Songs for scoundrels

Actor-turned-musician Billy Bob Thornton lets his Americana roots show

“(Music) is one of the only things that I’m good at” drawls Billy Bob Thornton in his smoky battered southern drawl. “I’ve been playing music since I was a kid and I was doing that way before movies or any of that stuff. That’s really all I can do. I’m either with the kids watching baseball making a record or making a movie. That’s basically what I do. I don’t know much of anything about anything else.”

From the drawn-out vowels of his cigarette-scarred speech to his remarkably ordinary interests Thornton might just fool you into thinking he’s a completely normal guy a salt-of-the-earth gentleman who enjoys a lukewarm lager at a ballgame as much as the guy sitting next to him. And he is in a way. He says that he loves his kids baseball and music. To him it’s completely incidental that he’s won an Academy Award for screenwriting starred in and directed a number of feature films and has now released four solo recording projects. Others however might classify such accomplishments as well beyond the regular.

“I was a roadie when I was a teenager” says Thornton. “I don’t make any money in music. There wasn’t really a springboard for it. I have to go out there and hunt down a record deal like anybody else. If I were doing a vanity project I’d certainly write a very different type of song than what I do. I write Americana roots music and that’s not where you sell records. I’m not a catchy pop song kind of guy.”

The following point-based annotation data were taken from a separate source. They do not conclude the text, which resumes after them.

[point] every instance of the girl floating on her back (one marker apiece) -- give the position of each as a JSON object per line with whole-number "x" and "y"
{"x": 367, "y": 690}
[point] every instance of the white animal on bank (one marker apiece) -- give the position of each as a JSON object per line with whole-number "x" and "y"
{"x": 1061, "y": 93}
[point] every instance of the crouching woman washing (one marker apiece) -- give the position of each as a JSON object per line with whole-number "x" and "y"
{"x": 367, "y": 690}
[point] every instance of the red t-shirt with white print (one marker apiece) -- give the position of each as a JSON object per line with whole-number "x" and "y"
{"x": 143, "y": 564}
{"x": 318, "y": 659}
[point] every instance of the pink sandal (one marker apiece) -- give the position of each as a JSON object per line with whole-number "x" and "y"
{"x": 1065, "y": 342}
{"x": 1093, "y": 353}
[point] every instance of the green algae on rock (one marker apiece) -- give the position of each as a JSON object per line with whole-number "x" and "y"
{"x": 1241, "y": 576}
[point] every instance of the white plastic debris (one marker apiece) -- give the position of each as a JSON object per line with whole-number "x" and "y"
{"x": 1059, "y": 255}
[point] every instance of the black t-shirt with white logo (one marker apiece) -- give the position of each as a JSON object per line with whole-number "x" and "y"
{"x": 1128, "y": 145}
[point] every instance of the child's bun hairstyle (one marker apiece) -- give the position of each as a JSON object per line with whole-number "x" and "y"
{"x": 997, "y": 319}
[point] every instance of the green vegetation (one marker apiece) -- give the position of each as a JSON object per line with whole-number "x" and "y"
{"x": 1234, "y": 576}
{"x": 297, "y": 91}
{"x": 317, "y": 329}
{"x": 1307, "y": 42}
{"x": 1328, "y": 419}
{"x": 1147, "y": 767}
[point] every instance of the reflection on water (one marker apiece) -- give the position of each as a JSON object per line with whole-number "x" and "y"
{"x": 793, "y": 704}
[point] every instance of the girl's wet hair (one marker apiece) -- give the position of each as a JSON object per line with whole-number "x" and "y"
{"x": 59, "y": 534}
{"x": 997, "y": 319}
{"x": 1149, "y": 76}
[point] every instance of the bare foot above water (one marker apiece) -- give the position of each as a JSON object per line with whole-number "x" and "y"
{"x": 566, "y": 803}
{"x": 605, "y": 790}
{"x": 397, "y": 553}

Growing up in Hot Springs Arkansas Thornton would often listen to old records with his brother Jimmy before going to bed. Though he was raised on artists like Elvis Presley the Dave Clark Five the Kinks and the Beatles Thornton’s sound seldom reflects much pop influence often taking on an old-school country vibe or channelling the gritty soul and celebration of tradition à la Tom Petty and the Heartbreakers. The “country” label however makes Thornton weary.

“I’m a lover of country music but only old country music” he says. “I think that the right-wing country music is just the crap that’s on CMT now. I think you’ll find that among the classic guys — Willie Nelson Johnny Cash and those guys — they’re a pretty liberal bunch. You’d be surprised at how liberal classic country music is compared to modern country music. If you take a Def Leppard power ballad let a guy put a cowboy hat on then add a steel guitar and a fiddle that’s pretty much what country is now.”

Though most of his shows open with a high-octane electric rockabilly set by the Box Masters (Thornton and his bandmates in different outfits) he stays well clear of hollow showmanship. Even in this departure from his usual repertoire Thornton stays true to the roots that inspired him.

“If you think about the old hillbilly songs those songs are pretty intense” he says. “A lot of them are about murder and a lot of crazy stuff. Once again if you want to have a hit these days in country music all you have to do is sing about Iraq and the troops and have an American flag behind you. I don’t think anything I write about is in conflict with the roots that I love.”